A well organised kitchen
Having my dry food stored in jars work well for me. No reaching to the back of cupboard, dragging out a plastic bag which has been badly secured with an elastic band that then explodes tiny grains of quinoa, as you try to navigate your way out of an over filled cupboard. Yes, I speak from much experience on this one!
On the top of my kitchen cupboards, I keep a big basket with all my refills of spices, nut butter, and bags of nuts and seeds.
On the worktop, I have some smaller jars (my old miso ones were the perfect size). They contain the things I use every day. It’s handy if they are right in front of me and also reminds me to use them. At the moment I have turmeric, chia seeds, seaweed, a mix of activated pumpkin seeds and hemp seeds for sprinkling, almonds and brazil nuts (again these have been soaked and dried out). This is also where I keep my coconut oil, tamari, black pepper, salt and the vitamins that I sneak into my son’s drinks.

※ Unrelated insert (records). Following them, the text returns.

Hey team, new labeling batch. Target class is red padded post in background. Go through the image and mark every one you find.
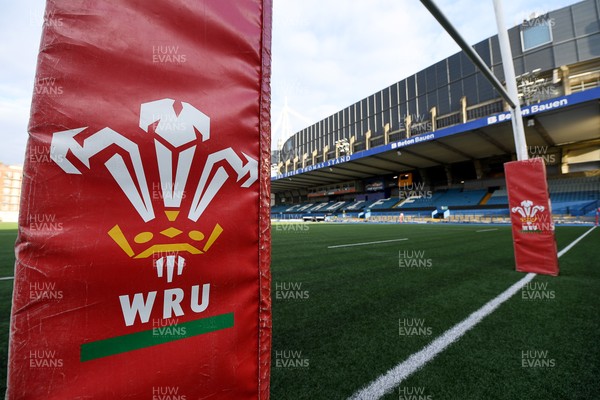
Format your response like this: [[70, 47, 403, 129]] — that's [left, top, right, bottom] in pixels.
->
[[504, 158, 559, 276]]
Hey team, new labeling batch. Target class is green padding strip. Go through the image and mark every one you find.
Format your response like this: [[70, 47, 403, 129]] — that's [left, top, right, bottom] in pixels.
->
[[81, 313, 233, 362]]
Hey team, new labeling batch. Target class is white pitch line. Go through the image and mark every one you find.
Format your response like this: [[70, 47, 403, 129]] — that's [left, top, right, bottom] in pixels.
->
[[348, 226, 596, 400], [327, 238, 408, 249], [558, 226, 596, 257]]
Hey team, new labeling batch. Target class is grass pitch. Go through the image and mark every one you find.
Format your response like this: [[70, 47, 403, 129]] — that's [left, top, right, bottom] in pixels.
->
[[271, 224, 600, 400], [0, 224, 600, 400]]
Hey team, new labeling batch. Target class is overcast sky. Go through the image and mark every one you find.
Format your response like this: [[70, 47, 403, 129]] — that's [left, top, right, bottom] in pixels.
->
[[0, 0, 575, 164]]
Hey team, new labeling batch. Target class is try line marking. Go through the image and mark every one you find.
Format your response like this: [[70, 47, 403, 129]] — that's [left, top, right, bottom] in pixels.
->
[[327, 238, 408, 249], [349, 226, 596, 400]]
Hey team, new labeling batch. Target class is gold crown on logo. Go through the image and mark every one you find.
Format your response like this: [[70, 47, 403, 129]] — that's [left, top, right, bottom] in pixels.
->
[[50, 99, 258, 282]]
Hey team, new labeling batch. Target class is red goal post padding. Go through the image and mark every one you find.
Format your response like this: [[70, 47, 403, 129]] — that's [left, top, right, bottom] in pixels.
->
[[504, 158, 559, 276], [7, 0, 271, 400]]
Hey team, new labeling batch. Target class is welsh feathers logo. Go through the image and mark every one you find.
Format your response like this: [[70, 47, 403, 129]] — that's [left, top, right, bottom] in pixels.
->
[[50, 99, 252, 362], [50, 99, 258, 282], [511, 200, 547, 231]]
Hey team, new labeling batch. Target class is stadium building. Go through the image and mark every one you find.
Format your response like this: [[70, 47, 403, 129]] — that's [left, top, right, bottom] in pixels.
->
[[271, 0, 600, 221]]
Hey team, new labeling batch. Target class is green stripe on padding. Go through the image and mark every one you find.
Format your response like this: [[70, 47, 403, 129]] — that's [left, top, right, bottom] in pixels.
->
[[81, 313, 233, 362]]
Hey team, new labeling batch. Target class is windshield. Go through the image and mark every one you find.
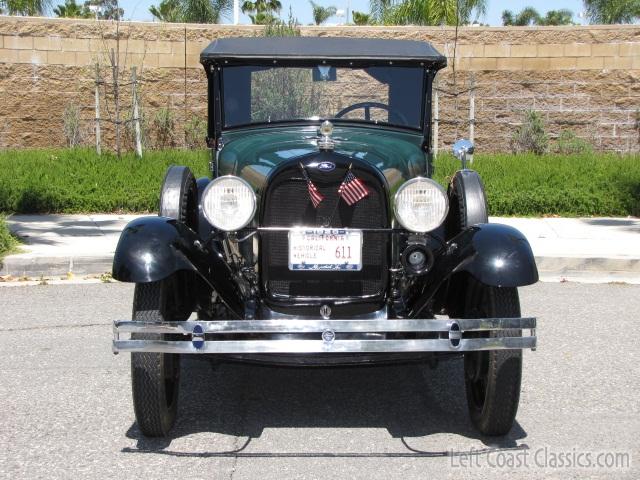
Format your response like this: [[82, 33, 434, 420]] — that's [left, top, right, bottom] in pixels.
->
[[222, 65, 424, 129]]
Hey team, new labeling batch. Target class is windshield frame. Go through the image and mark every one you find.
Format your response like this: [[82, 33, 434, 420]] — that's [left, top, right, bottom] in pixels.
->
[[218, 60, 435, 133], [203, 58, 446, 166]]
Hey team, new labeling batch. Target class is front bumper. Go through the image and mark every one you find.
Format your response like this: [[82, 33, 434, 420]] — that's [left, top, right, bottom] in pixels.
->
[[113, 317, 536, 354]]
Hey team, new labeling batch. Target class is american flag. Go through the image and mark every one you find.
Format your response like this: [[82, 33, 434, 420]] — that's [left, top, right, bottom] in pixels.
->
[[338, 170, 369, 206], [300, 164, 324, 208]]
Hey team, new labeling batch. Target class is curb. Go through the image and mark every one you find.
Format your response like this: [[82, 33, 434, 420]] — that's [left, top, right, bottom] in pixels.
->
[[0, 255, 113, 277], [0, 255, 640, 283]]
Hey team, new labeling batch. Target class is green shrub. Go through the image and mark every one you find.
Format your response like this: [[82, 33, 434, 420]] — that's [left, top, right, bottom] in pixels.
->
[[0, 216, 18, 260], [511, 110, 549, 155], [0, 148, 640, 216], [553, 130, 593, 155], [0, 148, 209, 213]]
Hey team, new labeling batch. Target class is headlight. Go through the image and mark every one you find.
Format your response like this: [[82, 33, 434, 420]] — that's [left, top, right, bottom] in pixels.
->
[[395, 177, 449, 232], [202, 175, 256, 232]]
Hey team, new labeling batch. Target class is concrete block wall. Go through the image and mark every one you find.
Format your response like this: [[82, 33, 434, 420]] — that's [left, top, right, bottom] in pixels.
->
[[0, 17, 640, 152]]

This year I finally got my spices organised thanks to my ‘efficiency guru’ (otherwise known as my Significant Other).
He bought himself some nice empty jars and lids, and went to the impressive effort of printing out his own labels for them. Now he has probably the best looking spice draw in the country!
I’m not suggesting everyone goes to these great lengths to organise your spices, just that it really does help to have things at hand in a way that you can get to them easily and use them with minimal effort.
Preparation Is Priceless
If you’re not already doing this kind of thing and you like the idea of it, but the prospect is perhaps a little overwhelming, have no fear. Yes, it will take some time and possibly money to set yourself up, create new habits and kit out your kitchen so it works really well for you. It is of course, in my humble opinion, well worth all the effort. You don’t have to do it all at once either.
To pardon the cliché – “The journey of a thousand miles begins with a single step”.
Or one of our family mottos, “Every day, chip away.”